Population dynamics with one or two species - phase plot

Question

I am working on two equations. The logistic equation $$x'_i=r_i x_i \left(1-\frac{x_i}{K_i}\right) \tag{1}$$ and a two-species competition model $$ \begin{aligned} x'_1 &= r_1 x_1 \left(1-\frac{x_1}{K_1}\right) - \alpha_1 x_1 x_2\\ x'_2 &= r_2 x_2 \left(1-\frac{x_2}{K_2}\right) - \alpha_2 x_2 x_1 \end{aligned} \tag{2} $$ My assignment says

Write two Matlab codes: one that can solve a scalar ODE and one that can solve a system of two ODEs. Let both programs to choose several initial data points and draw corresponding integral curves both as functions of time. In the case of the system of two equations the code must draw trajectories of $(x_1(t); x_2(t))$ in the phase plane of $(x_1; x_2)$ in a separate figure.
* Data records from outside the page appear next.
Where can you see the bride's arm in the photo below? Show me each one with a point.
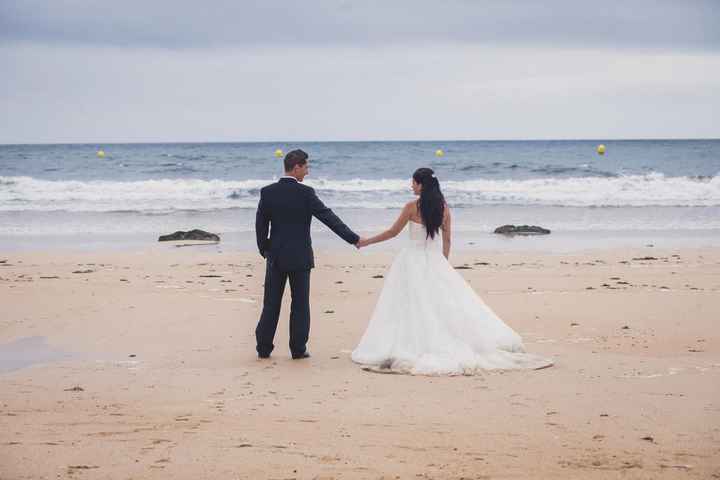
(394, 230)
(447, 232)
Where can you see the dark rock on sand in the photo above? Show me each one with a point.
(522, 230)
(191, 235)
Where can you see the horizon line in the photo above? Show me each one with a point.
(179, 142)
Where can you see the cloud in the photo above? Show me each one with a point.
(107, 94)
(641, 24)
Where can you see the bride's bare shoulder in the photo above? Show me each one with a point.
(411, 206)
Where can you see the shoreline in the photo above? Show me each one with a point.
(325, 241)
(149, 370)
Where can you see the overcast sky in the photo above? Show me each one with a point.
(134, 71)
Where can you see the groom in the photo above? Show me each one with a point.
(287, 208)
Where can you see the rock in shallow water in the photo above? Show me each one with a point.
(191, 235)
(522, 230)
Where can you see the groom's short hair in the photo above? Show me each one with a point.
(295, 157)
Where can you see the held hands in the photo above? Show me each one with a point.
(363, 242)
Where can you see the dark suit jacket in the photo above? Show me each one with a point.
(286, 209)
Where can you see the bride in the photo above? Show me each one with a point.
(428, 320)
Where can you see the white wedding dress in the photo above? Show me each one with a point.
(429, 321)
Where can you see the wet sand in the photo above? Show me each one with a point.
(159, 377)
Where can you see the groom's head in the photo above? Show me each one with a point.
(296, 164)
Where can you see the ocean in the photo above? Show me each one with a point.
(639, 191)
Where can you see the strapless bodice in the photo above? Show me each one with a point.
(419, 239)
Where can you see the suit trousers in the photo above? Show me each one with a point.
(275, 280)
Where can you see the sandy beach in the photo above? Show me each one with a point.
(150, 371)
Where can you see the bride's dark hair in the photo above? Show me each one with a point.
(432, 202)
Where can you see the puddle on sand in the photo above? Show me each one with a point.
(28, 351)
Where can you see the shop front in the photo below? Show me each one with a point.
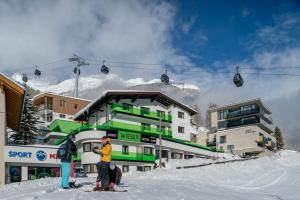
(30, 162)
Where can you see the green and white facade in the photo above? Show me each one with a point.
(132, 120)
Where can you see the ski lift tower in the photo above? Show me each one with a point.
(80, 62)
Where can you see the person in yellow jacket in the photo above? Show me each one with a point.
(103, 166)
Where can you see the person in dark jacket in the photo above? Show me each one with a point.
(115, 175)
(66, 161)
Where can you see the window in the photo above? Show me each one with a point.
(86, 147)
(230, 147)
(145, 111)
(222, 139)
(176, 155)
(96, 144)
(221, 124)
(180, 115)
(160, 113)
(125, 149)
(147, 168)
(87, 168)
(163, 129)
(94, 168)
(180, 129)
(148, 150)
(139, 168)
(125, 168)
(62, 103)
(222, 114)
(127, 107)
(145, 126)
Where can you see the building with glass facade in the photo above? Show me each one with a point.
(243, 128)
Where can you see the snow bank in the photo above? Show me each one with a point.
(267, 178)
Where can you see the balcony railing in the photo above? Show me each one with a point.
(45, 107)
(140, 112)
(135, 128)
(118, 155)
(260, 139)
(240, 122)
(240, 113)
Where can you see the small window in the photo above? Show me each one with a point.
(230, 147)
(180, 115)
(96, 144)
(176, 155)
(94, 168)
(62, 103)
(180, 129)
(148, 151)
(125, 168)
(87, 168)
(160, 113)
(139, 168)
(147, 168)
(125, 149)
(127, 106)
(87, 147)
(222, 139)
(163, 128)
(145, 111)
(145, 126)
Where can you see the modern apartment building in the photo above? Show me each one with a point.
(243, 127)
(53, 106)
(132, 120)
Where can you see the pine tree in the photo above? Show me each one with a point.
(208, 115)
(279, 139)
(198, 117)
(28, 130)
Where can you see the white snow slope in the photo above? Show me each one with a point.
(267, 178)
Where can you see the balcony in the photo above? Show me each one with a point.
(260, 139)
(139, 112)
(135, 128)
(240, 122)
(118, 155)
(44, 107)
(241, 113)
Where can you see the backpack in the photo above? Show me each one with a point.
(61, 151)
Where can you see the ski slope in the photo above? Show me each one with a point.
(267, 178)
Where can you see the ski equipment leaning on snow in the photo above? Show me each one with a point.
(70, 149)
(103, 165)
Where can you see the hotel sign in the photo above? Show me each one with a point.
(129, 136)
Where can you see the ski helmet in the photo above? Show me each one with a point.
(112, 166)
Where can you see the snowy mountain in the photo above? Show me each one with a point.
(267, 178)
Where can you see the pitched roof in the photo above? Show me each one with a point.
(14, 97)
(64, 126)
(127, 94)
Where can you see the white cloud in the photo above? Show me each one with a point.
(34, 32)
(186, 26)
(245, 13)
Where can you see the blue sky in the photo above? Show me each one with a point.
(223, 30)
(195, 39)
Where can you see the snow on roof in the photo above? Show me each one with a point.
(52, 93)
(106, 92)
(247, 101)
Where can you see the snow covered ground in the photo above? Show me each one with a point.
(267, 178)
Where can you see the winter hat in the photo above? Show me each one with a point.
(112, 166)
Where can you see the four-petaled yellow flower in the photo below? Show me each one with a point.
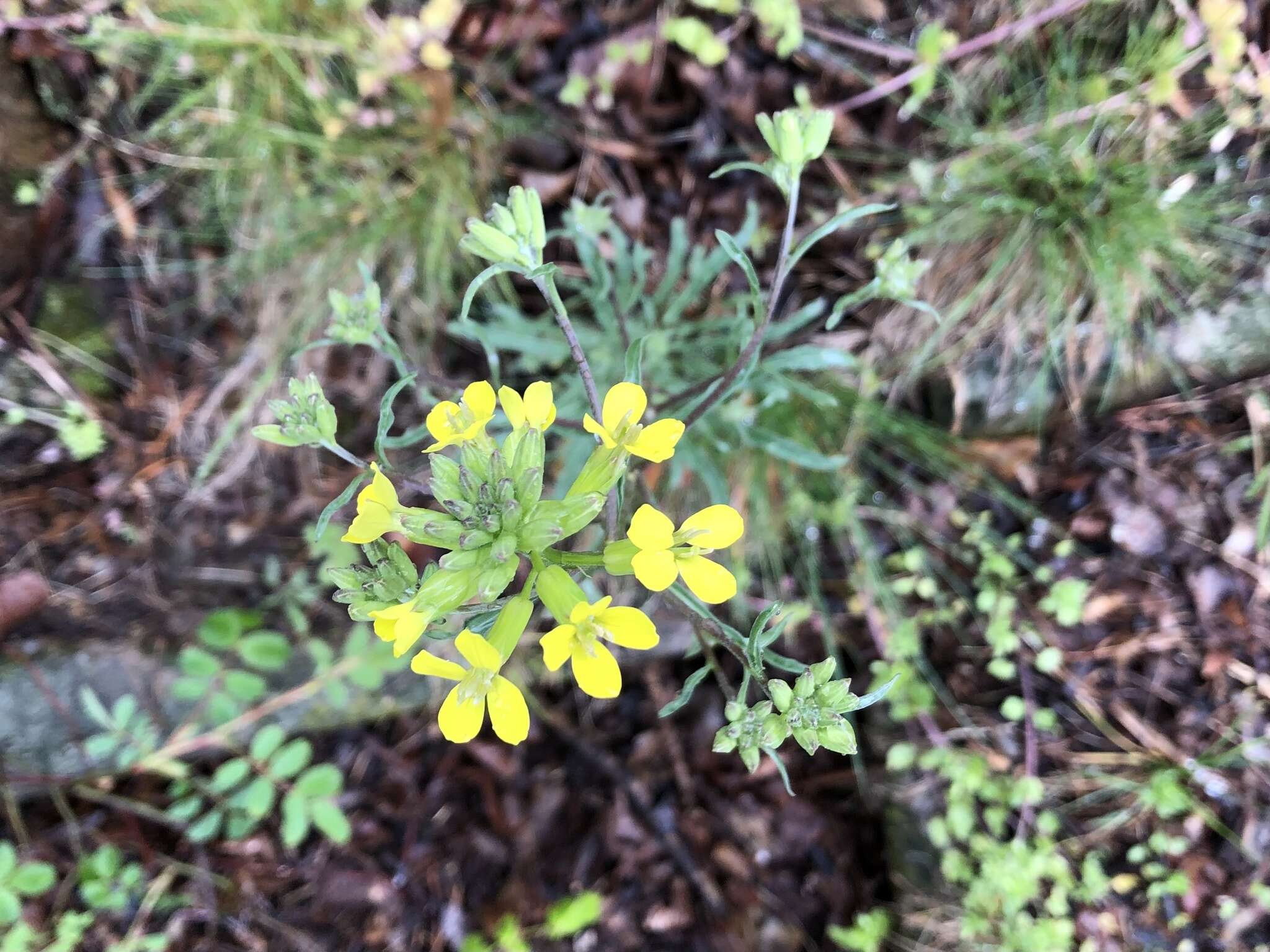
(536, 409)
(451, 425)
(463, 712)
(376, 508)
(403, 625)
(666, 553)
(624, 408)
(582, 641)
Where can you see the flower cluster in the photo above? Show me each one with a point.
(493, 519)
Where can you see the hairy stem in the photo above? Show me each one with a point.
(756, 339)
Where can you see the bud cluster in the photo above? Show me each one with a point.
(512, 234)
(812, 710)
(388, 580)
(306, 419)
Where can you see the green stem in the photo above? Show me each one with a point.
(575, 559)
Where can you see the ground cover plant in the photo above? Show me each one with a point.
(668, 477)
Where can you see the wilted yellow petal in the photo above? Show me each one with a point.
(479, 398)
(584, 610)
(655, 570)
(657, 441)
(557, 645)
(508, 711)
(409, 630)
(596, 671)
(709, 580)
(427, 663)
(624, 402)
(513, 408)
(588, 423)
(651, 530)
(478, 651)
(371, 522)
(714, 527)
(539, 405)
(460, 719)
(629, 627)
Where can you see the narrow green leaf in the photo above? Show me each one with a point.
(338, 503)
(838, 221)
(573, 914)
(685, 696)
(331, 821)
(291, 759)
(388, 416)
(321, 781)
(492, 272)
(266, 650)
(742, 260)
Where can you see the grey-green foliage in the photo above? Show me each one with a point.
(208, 673)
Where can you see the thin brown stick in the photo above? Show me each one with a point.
(756, 339)
(984, 41)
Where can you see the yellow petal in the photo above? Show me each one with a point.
(588, 423)
(438, 425)
(714, 527)
(478, 651)
(513, 408)
(539, 405)
(585, 610)
(479, 398)
(380, 490)
(629, 627)
(709, 580)
(557, 645)
(657, 441)
(596, 671)
(409, 630)
(651, 530)
(371, 522)
(460, 720)
(655, 571)
(508, 711)
(427, 663)
(624, 402)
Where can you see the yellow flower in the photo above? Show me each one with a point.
(450, 425)
(376, 511)
(463, 712)
(666, 553)
(403, 625)
(582, 641)
(536, 409)
(624, 408)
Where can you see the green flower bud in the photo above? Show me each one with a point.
(431, 528)
(806, 684)
(840, 738)
(815, 134)
(474, 539)
(619, 557)
(824, 671)
(559, 592)
(495, 578)
(807, 739)
(600, 474)
(724, 742)
(510, 626)
(504, 547)
(783, 696)
(445, 478)
(836, 696)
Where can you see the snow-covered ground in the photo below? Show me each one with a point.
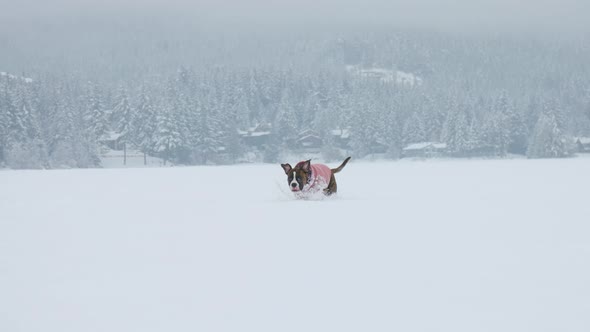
(406, 246)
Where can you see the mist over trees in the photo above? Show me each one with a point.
(190, 97)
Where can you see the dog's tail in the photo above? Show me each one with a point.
(339, 168)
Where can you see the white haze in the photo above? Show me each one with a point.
(528, 15)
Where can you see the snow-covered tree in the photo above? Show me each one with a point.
(548, 139)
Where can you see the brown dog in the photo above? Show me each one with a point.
(308, 178)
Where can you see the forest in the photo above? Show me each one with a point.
(193, 98)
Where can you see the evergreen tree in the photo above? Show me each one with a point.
(414, 130)
(548, 140)
(144, 125)
(96, 116)
(124, 116)
(167, 136)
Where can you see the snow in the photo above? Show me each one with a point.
(386, 75)
(469, 245)
(135, 158)
(10, 76)
(582, 140)
(423, 145)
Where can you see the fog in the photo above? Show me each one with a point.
(567, 16)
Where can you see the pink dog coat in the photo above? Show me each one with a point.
(320, 177)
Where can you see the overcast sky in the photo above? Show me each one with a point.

Can I use quiver to draw a phase plot for equation $(2)$? So does quiver plot it as a function of time?

xdom = linspace(-5,5,51);
ydom = linspace(-5,5,51);
[X,Y] = meshgrid(xdom,ydom); % generate mesh of domain
U = equation here for i=1; % dx/dt 
V = equation here for i=2; % dx/dt 
quiver(X,Y,U,V)

What changes do I need to make it run for this equation? Any help is appreciated. Thank you.

Answer 1

In both cases, the question asks to compute trajectories numerically e.g. using ode45 for several initial data. Then, we are asked to plot the numerical solutions $(t; x_1(t))$, $(t; x_2(t))$ so-obtained with respect to time. For the competition model, it is possible to superimpose a quiver stream plot with such trajectories $(x_1(t); x_2(t))$ in the phase diagram. Here is a runable Matlab script:

%parameters
r1 = 0.1;
r2 = 0.2;
a1 = 0.3;
a2 = 0.1;
K1 = 0.5;
K2 = 0.5;
tfin = 100;
x10 = [0.1, 0.2, 0.3];
x20 = [0.2, 0.2, 0.2];

% logistic equation trajectories
fun = @(t,x) r1*x.*(1 - x/K1);
tsol = []; xsol = [];
for i=1:length(x10)
    [t,x] = ode45(fun,[0 tfin],x10(i));
    tsol = [tsol t];
    xsol = [xsol x];
end
figure;
plot(tsol,xsol,'b-');
xlabel('t');
ylabel('x');

% competition model trajectories
fun = @(t,x) [r1*x(1,:).*(1 - x(1,:)/K1) - a1*x(1,:).*x(2,:); ...
    r2*x(2,:).*(1 - x(2,:)/K2) - a2*x(1,:).*x(2,:)];
tsol = []; x1sol = []; x2sol = [];
for i=1:length(x10)
    [t,x] = ode45(fun,[0 tfin],[x10(i) x20(i)]);
    tsol = [tsol t];
    x1sol = [x1sol x(:,1)];
    x2sol = [x2sol x(:,2)];
end
figure;
plot(tsol,x1sol,'b-');
hold on
plot(tsol,x2sol,'r-');
xlabel('t');
ylabel('x');

% phase diagram with quiver and trajectories
x1min = min(min(x1sol));
x1max = max(max(x1sol));
x2min = min(min(x2sol));
x2max = max(max(x2sol));
figure;
[x1grid,x2grid] = meshgrid(linspace(x1min,x1max,20),linspace(x2min,x2max,20));
xp1 = r1*x1grid.*(1 - x1grid/K1) - a1*x1grid.*x2grid;
xp2 = r2*x2grid.*(1 - x2grid/K2) - a2*x2grid.*x1grid;
quiver(x1grid,x2grid,xp1,xp2);
hold on
plot(x1sol,x2sol,'k-');
xlabel('x1');
ylabel('x2');
xlim([x1min x1max]);
ylim([x2min x2max]);

Output:

Answer 2

The quiver function plots vector $(U,V)$ at gridpoint $(X,Y)$. So, in your code above, $U(X) = (\frac{dx(t)}{dt})_{x=X}$ and $V(Y) = (\frac{dy(t)}{dt})_{y=Y}$.

The quiver plot illustrates how one component of your time-dependent solution varies relative to the other component. To create a phase plot, you would need to overlay the quiver plot with trajectories. (see http://tutorial.math.lamar.edu/Classes/DE/PhasePlane.aspx ).

But, the assignment you listed appears to have nothing to do with phase plots. Rather, it seems like you just need to solve some ODEs and plot the solution(s) as functions of time. So, for a given ODE system, just select initial conditions, solve it and graph the solutions as functions of time on the same plot.